Лушка тряхнула головой. Радость была настоящей. За настоящее можно ухватиться. Но остального не может быть. Или я еще в больнице. Вот, это хорошо объясняет: я в больнице, ее привезли, а я не знала.
— Аня…
— Да, да, представляешь?.. — радовалась подруга.
— Анна, почему у тебя не убирают? Почему ты не скажешь санитарке?
— Какая санитарка, ты чего?.. — попытались округлиться заплывшие плотью глаза, но так и не смогли этого сделать.
Лушка провела рукой по лицу. Может, она так хочет спать, что видит сон наяву. На ходу. Нужно проснуться. Нужно проснуться.
— Да. Извини. Я подумала…
— Ну да! — подхватила Марианна. — Да разве они кого-нибудь дадут! У них и для больных-то не хватает!
— Да, да, — кивала Лушка, — да, с этим проблема…
— А я что говорю!.. — возмущенно пожаловалась Марианна. — У меня феномен, а им чихать!
— Феномен? — переспросила Лушка.
— Ну да! В газете еще год назад писали! Про меня! Так что между прочим — знай наших!.. Да потом, потом, о делах потом, давай садись! Ну, садись, ну, рассказывай! — снова обрадовалась Лушкиному приходу Марианна.
У Лушки сжалось сердце: и эта радость была настоящей.
Она оглянулась в поисках стула, но все было завалено чем-то невообразимым, и почему-то отовсюду высовывались нестираные трусы.
— Да ты сюда! — Марианна гостеприимно хлопнула ручищей по краю постели.
— Да нет, я тут, — пробормотала Лушка и села на пыльный пол. От ее движения по полу во все стороны покатились невесомо-пыльные шары.
— Ну да, ты всегда на полу любила, — признала Марианна. — Даже мужиков любила на полу.
Марианна хрипло хихикнула, а лицо осталось натянутым, как резиновый мяч.
— Послушай, — проговорила Лушка, поняв, что нет смысла бежать и отворачиваться. Есть смысл только идти навстречу. — Ты… Тебе когда рожать?
— А я знаю?! — колыхнулась подруга. — Четыре года жду — так что теперь наверняка дождусь!
У нее всегда было плохо с арифметикой. Если считать от того Лушкиного забега… А впрочем, четыре или три — это уже не принципиально.

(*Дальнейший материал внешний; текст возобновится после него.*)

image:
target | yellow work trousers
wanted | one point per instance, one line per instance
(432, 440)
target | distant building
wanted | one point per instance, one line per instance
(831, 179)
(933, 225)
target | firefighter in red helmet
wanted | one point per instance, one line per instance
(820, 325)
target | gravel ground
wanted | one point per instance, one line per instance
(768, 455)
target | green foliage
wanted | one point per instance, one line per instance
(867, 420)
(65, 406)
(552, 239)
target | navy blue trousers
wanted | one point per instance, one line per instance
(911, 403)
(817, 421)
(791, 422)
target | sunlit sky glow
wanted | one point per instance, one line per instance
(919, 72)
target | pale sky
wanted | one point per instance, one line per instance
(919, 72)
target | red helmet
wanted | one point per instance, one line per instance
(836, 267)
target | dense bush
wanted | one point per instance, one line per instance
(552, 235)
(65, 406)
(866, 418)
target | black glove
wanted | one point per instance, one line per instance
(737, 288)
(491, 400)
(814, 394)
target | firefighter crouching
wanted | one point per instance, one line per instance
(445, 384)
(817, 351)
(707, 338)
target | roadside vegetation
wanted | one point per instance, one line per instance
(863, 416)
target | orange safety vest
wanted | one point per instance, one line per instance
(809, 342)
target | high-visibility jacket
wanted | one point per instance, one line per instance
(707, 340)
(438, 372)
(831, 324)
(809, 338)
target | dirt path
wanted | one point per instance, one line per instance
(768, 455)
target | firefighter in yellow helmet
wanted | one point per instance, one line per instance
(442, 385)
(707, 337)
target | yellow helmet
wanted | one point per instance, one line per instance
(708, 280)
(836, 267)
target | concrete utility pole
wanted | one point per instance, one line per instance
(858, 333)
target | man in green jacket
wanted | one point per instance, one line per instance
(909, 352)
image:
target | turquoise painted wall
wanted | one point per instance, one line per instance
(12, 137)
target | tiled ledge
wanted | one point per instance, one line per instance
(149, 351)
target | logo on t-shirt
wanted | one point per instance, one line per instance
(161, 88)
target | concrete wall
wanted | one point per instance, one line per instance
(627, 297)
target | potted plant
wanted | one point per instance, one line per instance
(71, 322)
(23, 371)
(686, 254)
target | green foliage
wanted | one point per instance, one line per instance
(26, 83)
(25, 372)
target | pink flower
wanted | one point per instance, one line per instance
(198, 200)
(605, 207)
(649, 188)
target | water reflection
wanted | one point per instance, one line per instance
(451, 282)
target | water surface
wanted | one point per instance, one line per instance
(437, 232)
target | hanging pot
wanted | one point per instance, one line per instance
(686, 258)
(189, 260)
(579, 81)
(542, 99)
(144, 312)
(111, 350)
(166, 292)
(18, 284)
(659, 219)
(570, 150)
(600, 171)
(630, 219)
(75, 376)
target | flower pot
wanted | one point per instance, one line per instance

— Марианна… Четыре года не может быть.
— Как это не может, когда есть! — возмутилась Марианна. И в доказательство отпихнула ногами одеяло, демонстрируя свой живот. Если там ребенок, подумала Лушка, то он уже выстроил трехкомнатную квартиру. — Видала?..
И Лушка, перестав сопротивляться, увидела ее всю.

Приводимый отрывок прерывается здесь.